Code snippet that uses DPM-solver in my project:

model = diffusion_model.model      # nn.Module, takes 256x256x3 images as input and predicts noise
betas = diffusion_model.betas      # cosine schedule

noise_schedule = NoiseScheduleVP(schedule='discrete',betas=betas)

model_kwargs = {}
model_fn = model_wrapper(
      model,
      noise_schedule,
      model_type="noise",  # or "x_start" or "v" or "score"
      model_kwargs=model_kwargs,
      guidance_type="uncond",
)

x_T = torch.randn((4, 3, 224, 224), device = device)
dpm_solver = DPM_Solver(model_fn, noise_schedule, algorithm_type="dpmsolver")
x_sample = dpm_solver.sample(
      x_T,
      steps=25,
      order=3,
      skip_type="time_uniform",
      method="singlestep",
      denoise_to_zero= False,
)
img = unnormalize_to_zero_to_one(x_sample)

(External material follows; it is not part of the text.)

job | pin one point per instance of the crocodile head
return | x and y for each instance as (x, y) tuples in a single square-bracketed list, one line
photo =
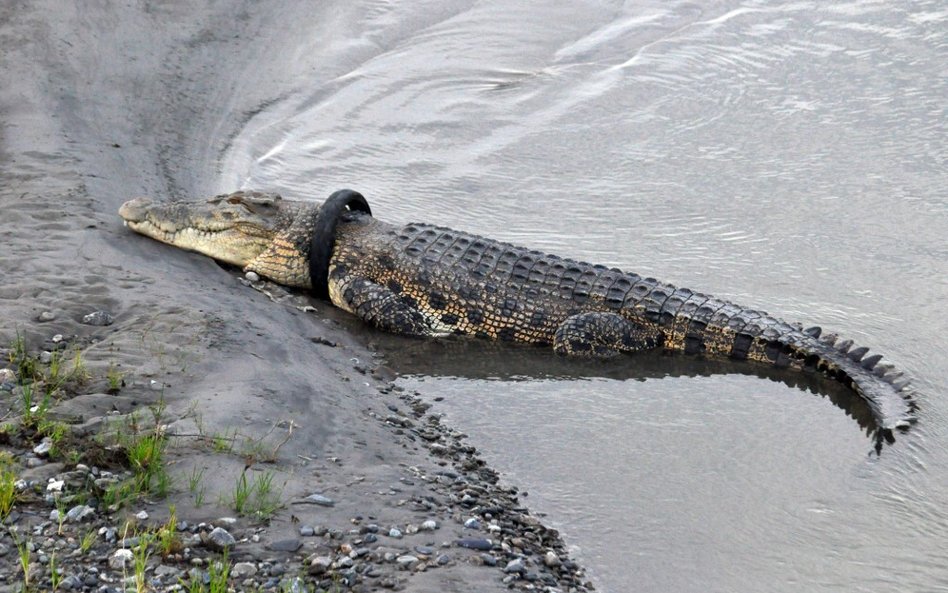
[(235, 228)]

Result sampled by DDIM after 500 steps: ddim_sample

Result sampled by DPM-solver after 25 steps with cosine schedule (schedule used in training) betas: dpm_solver_cosine

Result sampled by DPM-solver after 25 steps with linear schedule betas: dpm_solver

I have tried to tune parameters of DPM-solver, e.g. multi-step instead of single-step, more iterative steps, but neither works. Is this result from cosine schedule used when training diffusion model? Could you please give any suggestions on possible improvements? Thank you for your attention!

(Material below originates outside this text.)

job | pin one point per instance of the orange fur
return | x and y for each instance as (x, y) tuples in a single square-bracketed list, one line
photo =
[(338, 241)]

LuChengTHU commented 1 year ago

Hi @jasonrayshd ,

For cosine noise schedule, it may suffer terrible numerical issues for t near to T. In my previous implementations in DPM-Solver paper, I changed the start time from t_start=1.0 to t_start=0.9946 (by comparing the lambda, i.e. half-log-SNR). You can also try other t_start but do not use t_start=1.0. I will further support the cosine schedule in a more elegant way.

jiachenlei commented 1 year ago

Got it. Thank you for your great suggestions! Looking forward to your excellent work in the future!

codgodtao commented 1 year ago

@LuChengTHU @jasonrayshd i have tried cosine scheduler, and the result is better than ddim&ddpm, but i don't know the reason about it, and i'm not sure about is observation could be seen in High dimension data. here is the settings: `model = self.denoise_fn model_kwargs = {} guidance_scale = w

    noise_schedule = NoiseScheduleVP(schedule='discrete', betas=self.betas)

    model_fn = model_wrapper(
        model,
        noise_schedule,
        model_type="noise",  # or "x_start" or "v" or "score"
        model_kwargs=model_kwargs,
        guidance_type="classifier-free",
        condition=condition,
        unconditional_condition=unconditional_condition,
        guidance_scale=guidance_scale,
    )

    dpm_solver = DPM_Solver(model_fn, noise_schedule, algorithm_type="dpmsolver++",
                            correcting_x0_fn="dynamic_thresholding")

    x_sample = dpm_solver.sample(
        x_T,
        steps=20,
        order=2,
        skip_type="logSNR",
        method="multistep",
        denoise_to_zero=True
    )

`

LuChengTHU commented 1 year ago

Hi guys, I've fixed the numerical issue in the cosine beta schedule; please try the newest file for dpmsolver and see details in this function.

You can also try this script with the ImageNet64 (improved-DDPM checkpoint) example, which is a cosine schedule.